Шрифт:
Интервал:
Закладка:
«А этот полковник непримирим, но ведь крайности — губительны, не надобно крайностей, вот и Христос заповедал нам любовь. Удивительное слово. Для меня оно наполнено другим смыслом. Я оттого и не желаю крайностей».
За спиной голос сына произнес прерывисто — мальчик искал среди незнакомых слов нужное и не находил сразу:
— Я тоже прошу Господа, чтобы Он сохранил нас всех: тебя, маму, меня… И Буцефала.
Бедный ребенок… Вот тронул коня за веревочку и вопросительно посмотрел:
— Мама сказала, что мы уезжаем. Это правда?
Что с ним будет, что… Но ведь невозможно взять его с собой, никак невозможно. Да и Софья разве отдаст? Никогда…
Поднял на руки, прижал к груди, какой он теплый, и как хорошо пахнет его маленькое тельце, чем-то бесконечно далеким, несбывшимся… «Я должен сейчас наговорить ему кучу глупостей.

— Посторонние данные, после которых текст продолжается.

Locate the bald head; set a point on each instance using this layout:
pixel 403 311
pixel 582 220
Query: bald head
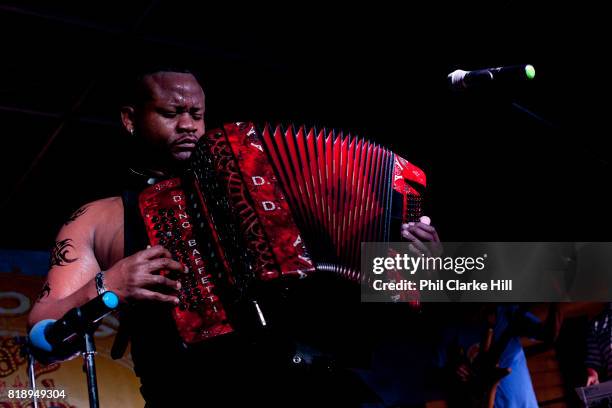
pixel 169 118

Обмануть. Как это грустно… Но разве есть выход?»
— Нет, нет, мой славный, что ты… Только на время, здесь опасно теперь, ты же видел — какие злые лица стали у матросов, но ведь ты взрослый уже и, конечно же, понимаешь: я должен позаботиться о вас с мамой…
Он лгал и чувствовал, как иссякают силы. Он никогда прежде не говорил неправды, даже в самых крайних обстоятельствах. «Ложь во спасение», — пришло ему в голову, какая благоденственная мысль, утешение для слабых и глупых. «Но ведь я слабый теперь и глупый, чего уж там…»
На пороге появилась статная женщина с преждевременно поблекшим лицом, несколько мгновений она вглядывалась в лицо Колчака, словно ожидала найти ответ на свой горестный, невысказанный вопрос, но адмирал молчал с мертвым лицом, и она сказала:
— Слава, иди погуляй с Настей.
Появилась мармулетка, мальчик накуксился и ушел, стояли молча. Наконец Колчак подвинул стул:
— Сядем и поговорим спокойно.
— Что ж… — Она села, уставившись в одну точку.
«Как быстро она увяла, какое неприятное лицо…» — Он тут же устыдился этих мыслей, надобно было начинать тяжелый разговор, но слов не находилось.
— Зачем вы сказали мальчику? — Он раздражался от неправоты и бессилия и сознавал это.
— Вы полагаете, что ребенком можно играть точно так же, как и моими чувствами?
— Послушай…
— Зачем слова? Саша, я ведь уже все знаю. Ты уезжаешь. К ней. К Анне Васильевне. Любовь сильнее разума — я это поняла давно. Я не знаю, что скажет тебе Тимирев… Он вряд ли будет споспешествовать, вряд ли…
— Я перевел все деньги на твое имя. Послушай, мы взрослые люди и должны все обсудить спокойно. Я обязан обеспечить тебя и мальчика!
— Ты обязан следовать обету, который дал в храме. И Анна — она тоже обязана. Мы все обязаны. Браки заключаются на небесах, они нерасторжимы. Людьми.
— Хорошо. Тогда я говорю тебе: да сохранит Господь, — протянул руку, чтобы перекрестить, она отвела его руку:
— Не лицедействуй, не нужно. По вере теперь должно плакать, Александр Васильевич, слова же мертвы есть, — встала и прошла, будто не прикасаясь ногами к полу, и исчезла.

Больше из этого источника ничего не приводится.